Lawyers were given until the start of September to try to agree on the appropriate form of relief in the case.

Up to 40 bereaved relatives packed into the courtroom to discover they had won their case. Judicial review proceedings were brought in the name of Edward Barnard. Mr Barnard's 13-year-old brother Patrick was among four people killed in a St Patrick's Day bomb attack on the Hillcrest Bar in Dungannon in March, 1976. Five years later Dungannon UVF member Garnet James Busby was convicted after admitting his role in the attack.

The gang, based at a farm in Glenanne, Armagh allegedly contained members of the Royal Ulster Constabulary and the Ulster Defence Regiment. Up to 120 murders in nearly 90 incidents in Mid Ulster and Irish Border areas are under scrutiny.

Miami Showband Massacre

They include murders such as the 1975 Miami Showband Massacre, when three members of the popular group were taken from their tour bus and shot dead on a country road in Banbridge, Co Down; and the Step Inn pub bombing in Keady a year later, which claimed the lives of two Catholics.

The gang is also suspected of bombing Kays Tavern on Crowe Street in Dundalk that killed two men in December 1975, the explosion outside the Three Star Inn in Castleblayney, Co Monaghan in March 1976 that left one man dead and the murder of IRA man John Francis Green in January 1975.

A draft HET report into alleged security force collaboration with the killers was said to have been 80 per cent finalised before being shelved.

Mr Barnard and other relatives want to have police compelled to complete the full investigation and publish the findings.

During the hearing his barrister said documents in the case revealed Busby named two other suspects who allegedly took the bomb to the bar.

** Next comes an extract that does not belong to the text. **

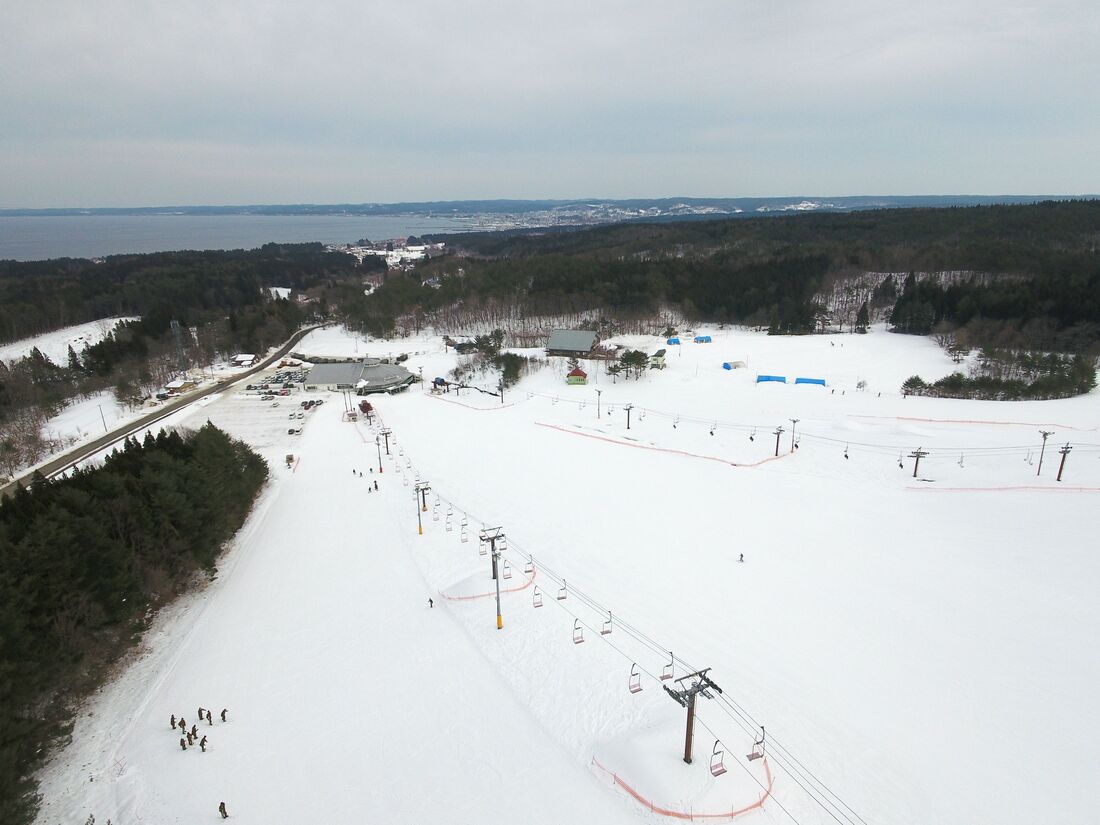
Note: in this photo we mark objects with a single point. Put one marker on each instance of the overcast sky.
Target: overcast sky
(239, 101)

He argued that the development represented fresh evidence in the case.

Counsel for the chief constable insisted it would be an unnecessary step to force police to finalise an overarching report he claimed had yielded no new investigative opportunities.

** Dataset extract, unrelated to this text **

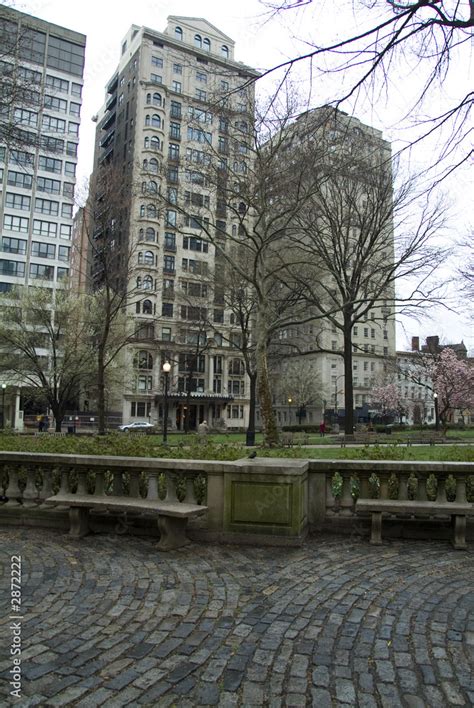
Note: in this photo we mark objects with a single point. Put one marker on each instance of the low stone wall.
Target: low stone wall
(262, 500)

In his judgment the judge held that a package of measures for ensuring the independence of the HET, agreed by a Committee of Ministers in 2009, began to be “dismantled” a year later. In 2010 operation of the HET — which had its own £34 million budget — and all cases with potential evidential opportunities was transferred to the PSNI.

Four years later the PSNI established its Legacy Investigations Branch (LIB) to take over from the HET amid severe budgetary pressures. The LIB’s ability to continue its predecessor’s work is undermined by reduced resources, significantly reduced scope and lack of independence, according to the judge.

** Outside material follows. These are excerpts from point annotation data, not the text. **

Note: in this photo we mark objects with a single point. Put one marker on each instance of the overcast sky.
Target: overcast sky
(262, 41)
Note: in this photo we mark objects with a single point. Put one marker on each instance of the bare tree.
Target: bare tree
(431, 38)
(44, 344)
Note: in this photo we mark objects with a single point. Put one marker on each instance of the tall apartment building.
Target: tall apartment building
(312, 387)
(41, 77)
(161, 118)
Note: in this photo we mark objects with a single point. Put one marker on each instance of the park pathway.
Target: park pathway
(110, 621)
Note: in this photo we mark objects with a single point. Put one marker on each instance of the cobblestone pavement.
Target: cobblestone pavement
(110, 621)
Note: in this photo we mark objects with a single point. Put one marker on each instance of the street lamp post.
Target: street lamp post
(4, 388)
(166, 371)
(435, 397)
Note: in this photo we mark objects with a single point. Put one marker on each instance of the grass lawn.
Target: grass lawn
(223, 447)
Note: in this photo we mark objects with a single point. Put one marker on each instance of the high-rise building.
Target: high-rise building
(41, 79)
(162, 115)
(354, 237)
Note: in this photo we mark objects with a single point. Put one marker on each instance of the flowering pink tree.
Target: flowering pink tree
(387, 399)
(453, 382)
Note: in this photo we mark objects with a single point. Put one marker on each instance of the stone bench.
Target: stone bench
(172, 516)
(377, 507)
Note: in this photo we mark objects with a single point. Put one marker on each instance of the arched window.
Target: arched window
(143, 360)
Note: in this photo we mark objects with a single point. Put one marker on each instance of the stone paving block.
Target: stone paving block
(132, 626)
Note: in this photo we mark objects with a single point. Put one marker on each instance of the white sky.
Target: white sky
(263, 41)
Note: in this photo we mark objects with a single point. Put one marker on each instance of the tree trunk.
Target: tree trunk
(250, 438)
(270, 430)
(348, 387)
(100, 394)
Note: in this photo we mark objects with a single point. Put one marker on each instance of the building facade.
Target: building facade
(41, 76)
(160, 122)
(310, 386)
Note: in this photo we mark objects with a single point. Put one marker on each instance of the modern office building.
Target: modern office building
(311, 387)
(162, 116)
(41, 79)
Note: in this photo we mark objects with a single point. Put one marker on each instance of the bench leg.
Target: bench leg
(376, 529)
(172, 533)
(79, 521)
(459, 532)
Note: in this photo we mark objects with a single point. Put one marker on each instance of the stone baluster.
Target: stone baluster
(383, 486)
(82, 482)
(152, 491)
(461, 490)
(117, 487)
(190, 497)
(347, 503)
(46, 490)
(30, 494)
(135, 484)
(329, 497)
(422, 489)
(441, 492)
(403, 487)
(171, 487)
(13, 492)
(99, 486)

He pointed out how the HET had repeatedly pledged to analyse the Glenanne series of atrocities separately and complete a report. “The unfairness here is extreme — where the applicant had believed that the murder of his brother would finally be considered in context for the purposes of discovering if there was any evidence of collusion in the murder, that process is now completed and will not be taken up by any other body,”

The judge said: “It has completely undermined the confidence of the families whose concerns are not only still unresolved but compounded by the effects of the decisions taken by the then chief constable.”